The American version features six kitchens, a 35-car garage, a 150-person dining room, a grand ballroom with gemstone-encrusted floors and a British pub. At her husband’s insistence, Jackie also struggles to install a Benihana hibachi-style grill, despite the best advice against doing so from her contractors and designers. She says it’s “something that no one else in the world has in their house.” And for good reason: Without large and expensive commercial-grade ventilation equipment, an in-house Benihana kitchen would cause the entire home to smell like steak.

The series is a follow-up to the 2012 documentary The Queen of Versailles, in which filmmaker Lauren Greenfield painted a portrait of the family—Jackie, her timeshare mogul husband David, their eight kids, and numerous pets—and their efforts to make their Florida dream home a reality. The 2008 recession ground construction to a halt as the sprawling household was forced to tighten its belt. The 19-member domestic staff was reduced to four; the private jet was sold and the family was forced to fly commercial; and no one could understand why their budget rental car didn’t include a driver.

Their vision for Versailles contains many of the standard amenities you might expect from the ultra rich—a movie theater, a bowling alley, a mother-in-law suite near the laundry room in the basement. But it also contains a collection of Old-World antiques that they spent 20 years and $30 million acquiring. In the documentary reboot, the Siegels are once again living the lifestyle of the super rich. Gone are their days of commercial travel; after years of construction stagnation, Jackie is determined to finish the house in time to host a New Year’s Eve bash; and through it all, they still appear blissfully unaware that it was the excesses of the real Versailles that helped lead to a peasant uprising.

As the cameras scan the myriad antiques they’ve acquired, the objects’ real prices are revealed—a $184,000 chandelier curled up on the floor, a $30,000 dollar sculpture of a trio of goddesses, a $100,000 stained glass window of a peacock “perfect for the morning kitchen”—mostly “neoclassical kitcsh” imported from Europe. This desire on the part of the American wealthy to link themselves to European nobility by acquisition is nothing new. After all, America’s mansions-turned-museums are brimming with Old World art, collected by long-ago heirs and heiresses.

The particular aesthetic that the Siegels covet—the suits of armor, the off-putting oil portraiture, the acres of marble—speaks to a desire to recreate a bygone European ideal. In a meeting with designers and contractors, Jackie tells the group that she intends Versailles to stay in her family for generations, “So your future generations will have to help my kids to do all the updating and upkeep on the house.” In other words, her vision of the future includes her descendants still living in the same castle, with the offspring of her employees on hand to tend to their needs.

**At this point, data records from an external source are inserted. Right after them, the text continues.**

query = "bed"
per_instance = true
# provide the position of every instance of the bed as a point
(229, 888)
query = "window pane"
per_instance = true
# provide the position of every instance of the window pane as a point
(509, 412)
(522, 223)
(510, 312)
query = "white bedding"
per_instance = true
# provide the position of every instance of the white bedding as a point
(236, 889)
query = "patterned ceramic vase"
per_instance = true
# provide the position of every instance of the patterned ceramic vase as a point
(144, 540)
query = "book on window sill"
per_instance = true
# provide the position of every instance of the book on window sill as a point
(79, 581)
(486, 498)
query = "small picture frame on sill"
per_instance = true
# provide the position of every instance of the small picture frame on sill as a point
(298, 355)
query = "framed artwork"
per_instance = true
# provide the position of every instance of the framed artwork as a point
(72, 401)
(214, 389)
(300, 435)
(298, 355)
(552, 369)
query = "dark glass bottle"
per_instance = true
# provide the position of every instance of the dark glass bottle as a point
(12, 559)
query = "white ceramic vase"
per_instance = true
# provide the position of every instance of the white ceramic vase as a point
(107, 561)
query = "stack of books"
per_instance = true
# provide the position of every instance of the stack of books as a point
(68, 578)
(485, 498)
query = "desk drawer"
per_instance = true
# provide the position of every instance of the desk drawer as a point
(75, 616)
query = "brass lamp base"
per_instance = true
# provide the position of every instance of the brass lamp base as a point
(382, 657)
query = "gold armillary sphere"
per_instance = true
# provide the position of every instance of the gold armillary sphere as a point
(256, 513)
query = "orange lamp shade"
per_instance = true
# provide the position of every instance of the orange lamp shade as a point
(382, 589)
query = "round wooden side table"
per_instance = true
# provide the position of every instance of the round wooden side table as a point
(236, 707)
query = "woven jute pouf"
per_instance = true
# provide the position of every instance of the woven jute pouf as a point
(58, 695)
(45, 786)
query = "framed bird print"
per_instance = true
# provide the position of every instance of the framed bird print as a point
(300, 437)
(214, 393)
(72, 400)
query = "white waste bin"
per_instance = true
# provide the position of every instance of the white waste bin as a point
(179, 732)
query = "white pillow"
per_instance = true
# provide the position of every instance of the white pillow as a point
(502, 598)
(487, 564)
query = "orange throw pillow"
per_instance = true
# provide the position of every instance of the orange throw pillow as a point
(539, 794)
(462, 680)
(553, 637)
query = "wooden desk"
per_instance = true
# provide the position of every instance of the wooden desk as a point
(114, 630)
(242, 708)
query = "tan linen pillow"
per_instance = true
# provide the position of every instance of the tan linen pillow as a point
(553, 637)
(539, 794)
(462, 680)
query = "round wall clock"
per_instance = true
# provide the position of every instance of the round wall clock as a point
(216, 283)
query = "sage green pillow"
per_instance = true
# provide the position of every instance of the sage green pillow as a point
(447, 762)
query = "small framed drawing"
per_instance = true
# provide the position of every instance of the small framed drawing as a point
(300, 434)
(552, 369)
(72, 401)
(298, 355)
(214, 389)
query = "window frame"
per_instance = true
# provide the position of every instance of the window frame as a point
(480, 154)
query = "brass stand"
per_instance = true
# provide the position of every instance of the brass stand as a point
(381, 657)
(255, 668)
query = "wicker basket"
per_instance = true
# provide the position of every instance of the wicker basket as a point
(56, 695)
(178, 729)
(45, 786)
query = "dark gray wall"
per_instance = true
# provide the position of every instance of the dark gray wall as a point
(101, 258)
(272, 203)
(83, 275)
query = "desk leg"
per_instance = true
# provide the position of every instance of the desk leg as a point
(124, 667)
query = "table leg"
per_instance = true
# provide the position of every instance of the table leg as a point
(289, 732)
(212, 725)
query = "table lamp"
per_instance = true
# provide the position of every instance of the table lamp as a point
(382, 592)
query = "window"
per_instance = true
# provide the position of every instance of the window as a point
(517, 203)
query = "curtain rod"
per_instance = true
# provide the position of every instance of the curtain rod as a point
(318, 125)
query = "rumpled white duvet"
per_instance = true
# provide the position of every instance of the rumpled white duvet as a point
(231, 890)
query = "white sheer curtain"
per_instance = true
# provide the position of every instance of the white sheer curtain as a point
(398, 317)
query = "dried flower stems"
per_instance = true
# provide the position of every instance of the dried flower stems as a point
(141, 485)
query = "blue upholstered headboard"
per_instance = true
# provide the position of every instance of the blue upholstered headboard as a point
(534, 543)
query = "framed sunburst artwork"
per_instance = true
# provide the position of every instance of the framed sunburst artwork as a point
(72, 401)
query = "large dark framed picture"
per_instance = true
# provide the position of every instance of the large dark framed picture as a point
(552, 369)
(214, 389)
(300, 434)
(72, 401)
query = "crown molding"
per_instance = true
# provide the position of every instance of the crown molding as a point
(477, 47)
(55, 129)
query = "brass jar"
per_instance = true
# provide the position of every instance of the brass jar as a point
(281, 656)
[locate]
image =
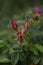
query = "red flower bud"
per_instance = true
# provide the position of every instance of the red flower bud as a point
(19, 36)
(23, 30)
(27, 23)
(36, 16)
(14, 24)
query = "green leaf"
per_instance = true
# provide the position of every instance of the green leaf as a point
(39, 47)
(4, 59)
(14, 58)
(2, 43)
(35, 59)
(34, 49)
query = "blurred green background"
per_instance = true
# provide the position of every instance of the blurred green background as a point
(11, 8)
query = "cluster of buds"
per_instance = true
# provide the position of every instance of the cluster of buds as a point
(23, 30)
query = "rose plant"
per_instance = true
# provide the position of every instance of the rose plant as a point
(25, 46)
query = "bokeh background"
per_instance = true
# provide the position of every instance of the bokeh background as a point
(13, 8)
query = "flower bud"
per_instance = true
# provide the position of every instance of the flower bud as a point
(36, 16)
(19, 36)
(27, 23)
(14, 24)
(37, 9)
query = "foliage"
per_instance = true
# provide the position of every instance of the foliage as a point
(24, 43)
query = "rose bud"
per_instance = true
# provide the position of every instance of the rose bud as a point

The real tragedy of Jackie and David Siegel is their inability to recognize that they’re trying to build something that is buckling under the weight of its excesses. For example, we learn early on that they even bought Michelangelo’s quarry in Italy so that all of the marble on the house’s exterior would be uniform, yet the builders were forced to remove much of the façade after it began falling off of the building. As they tried to create a home based on an old European palace, they managed to craft something incredibly fragmented, disorderly, and unstable.

Maybe they’ll finally finish the house in time for David’s 88th birthday next year. Until then, they have demonstrated that their version of Versailles has a lot in common with some of the most admired architecture of the Old World: It’s so priceless that it turns out to be worthless.